The officers had responded professionally to the unfolding events, he said.

"The shooting was justified and police considered or used other tactical options before resorting to a firearm.

"The immediate actions of several officers in response to the threat posed by Mr Hussein demonstrated clear thinking and professionalism in a rapidly unfolding critical incident."

Hussein broke into Redwood Primary School at about 7am on March 15 and threatened caretaker Noel Batstone and a teacher with a knife.

He then hijacked a food truck driven by Ms Robin and forced her to drive across Christchurch at knifepoint.

During the drive he stabbed her in the shoulder.

She was able to escape while Hussein was momentarily distracted by a traffic jam and appealed for help from a city council worker.

While the 55-year-old man was calling police, Hussein got into his car and held a knife to his throat.

The worker was stabbed six times after deliberately crashing his car into a wall in an attempt to escape.

Two police officers used pepper spray and a taser in a confrontation with Hussein at Hoon Hay Rd.

Hussein then ran at a third officer, who shot him in the shoulder and wrist from a distance of about two metres with a Glock pistol.

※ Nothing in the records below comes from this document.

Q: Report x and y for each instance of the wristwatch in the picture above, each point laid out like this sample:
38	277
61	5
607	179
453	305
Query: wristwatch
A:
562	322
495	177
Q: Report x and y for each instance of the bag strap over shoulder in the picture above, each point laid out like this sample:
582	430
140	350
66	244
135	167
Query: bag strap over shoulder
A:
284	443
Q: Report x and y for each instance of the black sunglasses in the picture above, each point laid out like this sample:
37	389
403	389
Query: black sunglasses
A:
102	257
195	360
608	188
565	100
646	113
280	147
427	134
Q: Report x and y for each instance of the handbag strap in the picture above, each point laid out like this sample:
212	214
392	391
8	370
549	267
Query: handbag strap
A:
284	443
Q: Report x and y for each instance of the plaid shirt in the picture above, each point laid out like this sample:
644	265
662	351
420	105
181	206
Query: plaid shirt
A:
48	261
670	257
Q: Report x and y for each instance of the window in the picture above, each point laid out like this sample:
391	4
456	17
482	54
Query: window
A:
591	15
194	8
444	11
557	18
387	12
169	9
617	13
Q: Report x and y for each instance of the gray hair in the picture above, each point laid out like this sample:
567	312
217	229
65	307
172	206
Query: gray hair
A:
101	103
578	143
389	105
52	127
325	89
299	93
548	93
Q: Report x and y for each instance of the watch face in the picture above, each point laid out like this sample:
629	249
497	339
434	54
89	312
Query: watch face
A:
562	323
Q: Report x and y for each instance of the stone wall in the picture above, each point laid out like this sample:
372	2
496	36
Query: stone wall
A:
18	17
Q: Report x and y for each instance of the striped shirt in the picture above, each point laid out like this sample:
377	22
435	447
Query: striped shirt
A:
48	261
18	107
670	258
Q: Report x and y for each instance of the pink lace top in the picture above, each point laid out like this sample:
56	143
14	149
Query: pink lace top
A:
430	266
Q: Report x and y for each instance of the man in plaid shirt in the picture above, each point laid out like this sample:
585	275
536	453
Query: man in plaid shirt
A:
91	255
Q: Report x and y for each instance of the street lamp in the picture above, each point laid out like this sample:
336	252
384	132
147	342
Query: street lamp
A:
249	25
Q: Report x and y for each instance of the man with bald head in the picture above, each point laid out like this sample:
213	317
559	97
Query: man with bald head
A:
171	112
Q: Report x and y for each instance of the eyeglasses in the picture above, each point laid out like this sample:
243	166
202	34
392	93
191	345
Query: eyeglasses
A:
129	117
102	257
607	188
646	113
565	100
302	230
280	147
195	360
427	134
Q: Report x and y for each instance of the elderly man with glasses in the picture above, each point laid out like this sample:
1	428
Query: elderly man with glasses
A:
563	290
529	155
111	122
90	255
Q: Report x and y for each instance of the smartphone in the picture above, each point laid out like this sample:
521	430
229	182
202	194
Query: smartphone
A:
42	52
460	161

Sir David Carruthers said he had looked at whether the officer should have armed himself, the number of shots fired and whether other tactical options had been attempted before deciding the shooting was lawful.

He said police arranged for medical care to be given to Hussein as soon as he was shot.
Hussein was sentenced to six years and six months in jail for possession of a knife, kidnapping, and intent to cause grievous bodily harm on September 20.